2. Description of the Prior Art
The 802.11, 802.16 and HyperLAN/2 wireless networks use OFDM (Orthogonal Frequency Division Multiplexing) waveforms. FIG. 1 shows sub-carriers of a classic OFDM modem. These types of modulation entail the simultaneous sending of several symbols on orthogonal sub-carriers and they form part of parallel modems.
The utility of these OFDM modems is that demodulation can be done in a simple manner. In general, at transmission, a cyclical prefix (FIG. 2) is introduced in order to preserve the orthogonality of the sub-carriers at reception. At reception, this cyclical prefix is removed from the signal, and then a Fourier transform is carried out on the OFDM symbols. Should the length of the channel be smaller than the length of a cyclical prefix, the symbols may be demodulated without any inter-symbol interference, or interference between the sub-carriers after the channel has been estimated. Other forms of parallel modems exist, for example modems using filtered OFDM waveforms and MC-CDMA waveforms.
Classically, a multiple transmission context entails the use of receivers which, in a first step, process the spatial domain, a spatial filtering operation being performed in order to separate the users. Then, in a second step, a classic single-transmitter processing operation is performed. These techniques are known in the case of CDMA (Code Division Multiple Access) transmission.

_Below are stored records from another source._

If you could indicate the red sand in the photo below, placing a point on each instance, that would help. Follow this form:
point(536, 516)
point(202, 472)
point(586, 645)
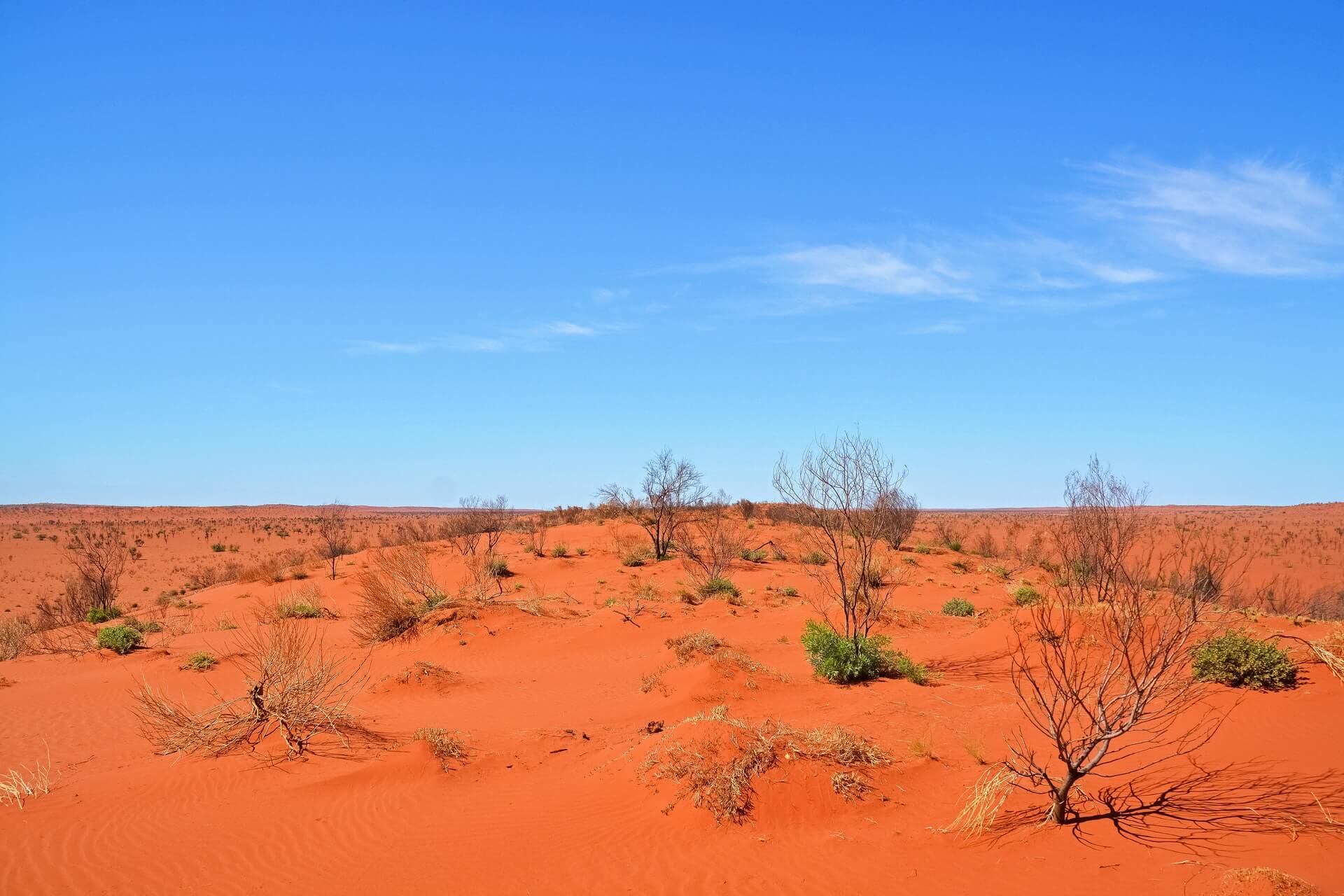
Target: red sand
point(553, 713)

FIG. 3 shows a structure used to increase the number of transmitters Ei sending simultaneously and thus to increase the capacity of the transmission system. In order to accurately demodulate the symbols transmitted, it is generally necessary to use at least as many reception antennas Ar as transmission antennas.
Should the transmitters share the same transmission systems, for example the local oscillators, the symbols sent are estimated, for example, by separately processing the different sub-carriers because the orthogonality between the sub-carriers is kept. FIG. 4 shows the preservation of orthogonality in a multiple-sending context for a sub-carrier.
In this case, it is possible to estimate the symbols transmitted by using joint demodulation techniques. On each sub-carrier n, the signal observed in the case of linear modulations is expressed by the following relationship:yn=Hnan+bn  (1)where Hn is the matrix Nc×Nu containing the coefficients of the propagation channel for the sub-carrier n, where Nc is the number of sensors and Nu is the number of users making simultaneous transmission. The Nu×1 vector an contains the Nu symbols of the sub-carrier n of the different users. Finally the Nc×1 vector bn contains the samples of the noise for the different reception centers for the sub-carrier n.
Using the model of the signal received from the equation (1), several detectors can be used to estimate the symbols sent. For example, the method uses techniques of joint frequency detection such as the MLSE (Maximum Likelihood Sequence Detection) technique, the MMSE (Minimum Mean Square Error) technique and the DFE (Decision Feedback Equalization) family of techniques. These receivers are classically used for CDMA (Code Division Multiple Access) transmission.
While these techniques perform well, they are not suited to more complex systems, for example, when the transmitters do not share the same oscillator. A frequency offset between the transmitters may then appear and compromise the orthogonality between the sub-carriers.